Proof idea: a word is a prefix of some word in L exactly when the DFA state reached after reading it can still reach an accepting state. Mark those co-reachable states as accepting in a new DFA.

Regular Closure Under Prefix

This file proves that regular languages are closed under the prefix operation and shows that the converse fails over any nontrivial alphabet.

Main declarations

• DFA.reachableAccept
• DFA.prefixDFA
• Language.IsRegular.prefixLang
• Language.not_iff_regular_prefix

def DFA.reachableAccept {α : Type u_1} {σ : Type u_2} (M : DFA α σ) : Set σ

The set of states from which some accepting state is reachable.

Equations

• M.reachableAccept = {s : σ | ∃ (x : List α), M.evalFrom s x ∈ M.accept}

def DFA.prefixDFA {α : Type u_1} {σ : Type u_2} (M : DFA α σ) : DFA α σ

A DFA accepting the prefix language of the original DFA's language.

Equations

• M.prefixDFA = { step := M.step, start := M.start, accept := M.reachableAccept }

theorem DFA.evalFrom_prefixDFA {α : Type u_1} {σ : Type u_2} (M : DFA α σ) (s : σ) (x : List α) : M.prefixDFA.evalFrom s x = M.evalFrom s x

theorem DFA.mem_prefixDFA_accept {α : Type u_1} {σ : Type u_2} (M : DFA α σ) (s : σ) : s ∈ M.prefixDFA.accept ↔ ∃ (x : List α), M.evalFrom s x ∈ M.accept

theorem DFA.prefixDFA_accepts {α : Type u_1} {σ : Type u_2} (M : DFA α σ) : M.prefixDFA.accepts = M.accepts.prefixLang

The prefix DFA accepts exactly the prefix language of the original DFA.

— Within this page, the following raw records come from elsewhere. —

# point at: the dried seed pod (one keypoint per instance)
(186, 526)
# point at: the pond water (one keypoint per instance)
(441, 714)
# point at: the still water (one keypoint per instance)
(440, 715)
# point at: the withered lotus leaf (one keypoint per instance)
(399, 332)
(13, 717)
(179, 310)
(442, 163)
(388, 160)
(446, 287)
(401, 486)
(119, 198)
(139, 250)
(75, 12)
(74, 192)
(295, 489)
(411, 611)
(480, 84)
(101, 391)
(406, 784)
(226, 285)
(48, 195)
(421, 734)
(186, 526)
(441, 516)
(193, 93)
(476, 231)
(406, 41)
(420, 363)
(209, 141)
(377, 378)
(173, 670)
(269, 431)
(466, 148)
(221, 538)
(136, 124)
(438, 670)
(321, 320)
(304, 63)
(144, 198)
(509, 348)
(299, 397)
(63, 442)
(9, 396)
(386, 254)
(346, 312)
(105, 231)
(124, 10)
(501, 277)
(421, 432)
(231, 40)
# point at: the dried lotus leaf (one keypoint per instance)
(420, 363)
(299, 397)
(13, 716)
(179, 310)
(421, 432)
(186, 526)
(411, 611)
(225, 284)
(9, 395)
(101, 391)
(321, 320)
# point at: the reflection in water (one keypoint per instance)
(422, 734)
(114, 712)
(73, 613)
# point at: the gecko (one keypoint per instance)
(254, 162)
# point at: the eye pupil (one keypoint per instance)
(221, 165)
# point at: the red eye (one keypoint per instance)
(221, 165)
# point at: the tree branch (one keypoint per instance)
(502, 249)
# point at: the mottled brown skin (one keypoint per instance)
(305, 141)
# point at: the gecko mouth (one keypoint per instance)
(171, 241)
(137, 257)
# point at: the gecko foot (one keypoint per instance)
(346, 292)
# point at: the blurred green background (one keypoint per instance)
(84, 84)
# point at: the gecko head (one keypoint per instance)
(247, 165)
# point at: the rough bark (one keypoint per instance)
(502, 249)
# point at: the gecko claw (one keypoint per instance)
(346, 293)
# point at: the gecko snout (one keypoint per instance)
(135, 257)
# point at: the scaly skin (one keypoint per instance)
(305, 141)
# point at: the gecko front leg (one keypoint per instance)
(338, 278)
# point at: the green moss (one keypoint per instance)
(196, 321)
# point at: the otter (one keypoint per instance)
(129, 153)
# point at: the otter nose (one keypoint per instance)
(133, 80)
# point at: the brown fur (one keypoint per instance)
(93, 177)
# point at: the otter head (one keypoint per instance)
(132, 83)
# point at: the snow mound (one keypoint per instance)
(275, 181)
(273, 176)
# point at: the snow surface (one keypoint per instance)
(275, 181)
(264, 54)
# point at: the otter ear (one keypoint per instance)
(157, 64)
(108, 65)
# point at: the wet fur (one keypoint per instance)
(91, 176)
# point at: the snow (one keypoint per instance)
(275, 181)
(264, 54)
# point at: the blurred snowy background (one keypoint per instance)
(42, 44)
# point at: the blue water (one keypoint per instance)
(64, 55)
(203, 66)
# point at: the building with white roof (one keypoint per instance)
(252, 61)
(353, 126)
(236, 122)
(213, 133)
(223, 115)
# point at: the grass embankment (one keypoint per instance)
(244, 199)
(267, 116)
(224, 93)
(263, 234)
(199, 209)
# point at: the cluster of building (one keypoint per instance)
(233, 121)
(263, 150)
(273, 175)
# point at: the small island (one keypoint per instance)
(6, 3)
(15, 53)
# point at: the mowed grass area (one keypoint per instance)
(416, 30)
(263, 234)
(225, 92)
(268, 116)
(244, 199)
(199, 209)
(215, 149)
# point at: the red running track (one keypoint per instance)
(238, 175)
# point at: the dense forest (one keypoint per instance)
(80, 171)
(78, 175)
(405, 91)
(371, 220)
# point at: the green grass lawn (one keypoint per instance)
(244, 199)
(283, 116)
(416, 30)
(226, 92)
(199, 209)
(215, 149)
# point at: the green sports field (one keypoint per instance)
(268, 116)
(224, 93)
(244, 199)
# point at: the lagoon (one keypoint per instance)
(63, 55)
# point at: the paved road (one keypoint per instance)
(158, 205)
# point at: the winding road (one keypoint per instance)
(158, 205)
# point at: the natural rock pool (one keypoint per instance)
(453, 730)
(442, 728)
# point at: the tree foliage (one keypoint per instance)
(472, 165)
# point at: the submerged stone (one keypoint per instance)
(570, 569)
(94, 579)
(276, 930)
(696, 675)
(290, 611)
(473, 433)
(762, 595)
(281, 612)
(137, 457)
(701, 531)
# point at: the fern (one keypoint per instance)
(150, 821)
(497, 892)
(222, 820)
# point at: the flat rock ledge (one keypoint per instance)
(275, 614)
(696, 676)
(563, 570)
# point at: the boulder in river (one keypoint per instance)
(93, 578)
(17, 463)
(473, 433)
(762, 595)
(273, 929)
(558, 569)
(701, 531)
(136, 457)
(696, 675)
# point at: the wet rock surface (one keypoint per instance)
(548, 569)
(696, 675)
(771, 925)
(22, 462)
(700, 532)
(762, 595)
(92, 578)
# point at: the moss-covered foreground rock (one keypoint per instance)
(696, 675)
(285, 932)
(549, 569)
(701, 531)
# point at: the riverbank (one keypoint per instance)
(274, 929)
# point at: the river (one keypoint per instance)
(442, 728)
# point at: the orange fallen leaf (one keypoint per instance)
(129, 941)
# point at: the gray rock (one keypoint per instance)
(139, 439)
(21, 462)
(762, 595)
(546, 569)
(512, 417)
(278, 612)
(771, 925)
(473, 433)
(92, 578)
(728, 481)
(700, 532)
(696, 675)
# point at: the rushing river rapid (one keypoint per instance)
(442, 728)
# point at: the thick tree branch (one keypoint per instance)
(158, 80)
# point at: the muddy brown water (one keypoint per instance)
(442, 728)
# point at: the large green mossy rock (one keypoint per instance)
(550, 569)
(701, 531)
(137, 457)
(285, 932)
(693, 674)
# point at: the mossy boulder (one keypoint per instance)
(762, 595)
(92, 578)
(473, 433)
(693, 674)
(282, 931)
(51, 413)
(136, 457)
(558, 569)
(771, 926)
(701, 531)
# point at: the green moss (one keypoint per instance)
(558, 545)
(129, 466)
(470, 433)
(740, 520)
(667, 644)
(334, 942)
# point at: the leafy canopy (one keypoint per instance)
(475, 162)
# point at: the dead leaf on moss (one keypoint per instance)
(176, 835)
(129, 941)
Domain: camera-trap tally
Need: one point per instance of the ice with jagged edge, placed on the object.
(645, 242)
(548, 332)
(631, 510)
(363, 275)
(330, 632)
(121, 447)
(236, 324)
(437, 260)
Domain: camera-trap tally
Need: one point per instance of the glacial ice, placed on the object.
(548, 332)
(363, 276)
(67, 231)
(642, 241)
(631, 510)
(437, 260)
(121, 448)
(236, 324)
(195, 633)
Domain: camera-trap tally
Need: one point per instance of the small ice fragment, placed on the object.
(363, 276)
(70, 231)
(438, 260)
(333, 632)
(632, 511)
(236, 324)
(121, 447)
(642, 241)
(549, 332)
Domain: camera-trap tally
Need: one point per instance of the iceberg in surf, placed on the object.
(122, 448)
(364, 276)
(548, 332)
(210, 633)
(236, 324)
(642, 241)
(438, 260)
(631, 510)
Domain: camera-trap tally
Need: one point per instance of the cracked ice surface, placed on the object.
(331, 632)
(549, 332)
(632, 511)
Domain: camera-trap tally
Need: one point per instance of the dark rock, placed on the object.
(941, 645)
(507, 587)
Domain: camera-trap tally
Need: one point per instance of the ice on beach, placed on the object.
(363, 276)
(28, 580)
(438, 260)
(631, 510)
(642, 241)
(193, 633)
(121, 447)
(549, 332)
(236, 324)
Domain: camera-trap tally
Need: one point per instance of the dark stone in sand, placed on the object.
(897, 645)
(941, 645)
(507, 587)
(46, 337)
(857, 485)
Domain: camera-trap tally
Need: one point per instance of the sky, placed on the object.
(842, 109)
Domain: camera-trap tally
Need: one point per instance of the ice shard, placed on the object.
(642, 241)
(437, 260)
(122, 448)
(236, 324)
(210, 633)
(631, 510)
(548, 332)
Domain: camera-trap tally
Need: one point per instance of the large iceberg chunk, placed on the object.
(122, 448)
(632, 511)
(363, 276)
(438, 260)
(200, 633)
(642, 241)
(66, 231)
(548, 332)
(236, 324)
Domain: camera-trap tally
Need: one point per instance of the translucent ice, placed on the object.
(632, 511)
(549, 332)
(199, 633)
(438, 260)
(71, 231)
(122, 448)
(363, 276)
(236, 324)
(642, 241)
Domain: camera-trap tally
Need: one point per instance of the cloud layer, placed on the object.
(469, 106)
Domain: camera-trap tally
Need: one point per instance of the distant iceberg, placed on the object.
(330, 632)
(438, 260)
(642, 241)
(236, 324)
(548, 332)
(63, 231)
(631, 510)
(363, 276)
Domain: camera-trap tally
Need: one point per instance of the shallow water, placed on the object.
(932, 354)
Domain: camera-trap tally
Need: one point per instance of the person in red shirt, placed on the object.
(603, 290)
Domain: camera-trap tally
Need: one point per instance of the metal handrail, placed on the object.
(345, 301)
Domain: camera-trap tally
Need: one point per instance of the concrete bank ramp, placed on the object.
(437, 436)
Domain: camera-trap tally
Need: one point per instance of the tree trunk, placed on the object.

theorem Language.IsRegular.prefixLang {α : Type u_1} {L : Language α} (h : L.IsRegular) : L.prefixLang.IsRegular

Regular languages are closed under the prefix operation.

theorem Language.not_iff_regular_prefix {α : Type u_1} [Nontrivial α] : ¬∀ (L : Language α), L.prefixLang.IsRegular ↔ L.IsRegular

The converse of prefix closure fails over any nontrivial alphabet.